Resté au manoir, Mycroft prépare l'envoi d'Enola... en pension ! Pour la jeune fille, il devient urgent de retrouver Mère ! Mais que signifie le bazar retrouvé dans sa chambre ?Pourquoi s'est-elle vêtue de façon si étrange ? Où est-elle partie et pourquoi n'a-t-elle pris aucun bagage ? Pourquoi avoir choisi de partir le jour de l'anniversaire de sa fille ? N'a-t-elle réellement laissé aucun mot d'explication ?
Mon avis :
Une enquête policière sur fond de féminisme !

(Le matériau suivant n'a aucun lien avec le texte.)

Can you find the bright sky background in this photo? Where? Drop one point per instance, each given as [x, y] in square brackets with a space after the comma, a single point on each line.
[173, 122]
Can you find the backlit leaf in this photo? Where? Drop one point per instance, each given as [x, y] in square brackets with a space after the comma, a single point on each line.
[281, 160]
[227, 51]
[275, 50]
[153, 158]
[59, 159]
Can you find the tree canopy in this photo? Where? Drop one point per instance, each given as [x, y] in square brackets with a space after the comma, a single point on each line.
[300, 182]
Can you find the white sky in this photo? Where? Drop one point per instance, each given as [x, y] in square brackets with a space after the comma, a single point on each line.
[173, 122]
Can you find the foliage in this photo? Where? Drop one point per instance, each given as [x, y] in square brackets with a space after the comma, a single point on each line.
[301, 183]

C'est une Enola malheureuse que l'on découvre au début du roman. Enfant tardive (ce qui est mal perçu à l'époque), elle vit seule avec une mère qu'elle voit assez peu car entièrement préoccupée par ses aquarelles de fleurs, et les deux derniers domestiques du manoir, Mr et Mrs Lane. Son père est décédé et ses frères, beaucoup plus âgés, sont partis vivre à Londres à la mort de celui-ci. Comme elle le fait elle-même remarquer, Enola se lit "alone" à l'envers ("seule" en anglais)... "Enfant du scandale", l'adolescente a hérité de l'esprit d'indépendance de sa mère, préférant porter des knickers (pantalons courts) au lieu de s'habiller comme "une jeune fille convenable", s'instruisant par la lecture plutôt qu'avec une gouvernante, aimant se balader à bicyclette dans la campagne au risque de choquer le voisinage. La disparition de sa mère l'amène à se dévaloriser encore un peu plus : n'a-t-elle si peu d'importance aux yeux de Mère que celle-ci l'ait abandonnée sans aucun mot d'adieu ? L'arrivée de ses frères n'arrange rien : autoritaires et condescendants, Mycroft et Sherlock la traitent comme une enfant, voire un être inférieur, faisant preuve d'un sexisme écœurant : "Je n'étais, après tout, qu'une enfant, et de sexe féminin de surcroît, donc à capacité crânienne limitée". "On ne devrait jamais accorder confiance à une femme", assène Sherlock, "que peut la logique quand on a affaire à une femme ?" N'ayant "jamais pu supporter qu'une femme ait du caractère", les deux aînés sont brouillés avec leur mère depuis qu'elle a exigé de gérer elle-même la propriété héritée par Mycroft (selon la loi en vigueur à l'époque). Pour autant Enola admire ses frères et donnerait cher pour qu'ils lui accordent "un brin d'intérêt" !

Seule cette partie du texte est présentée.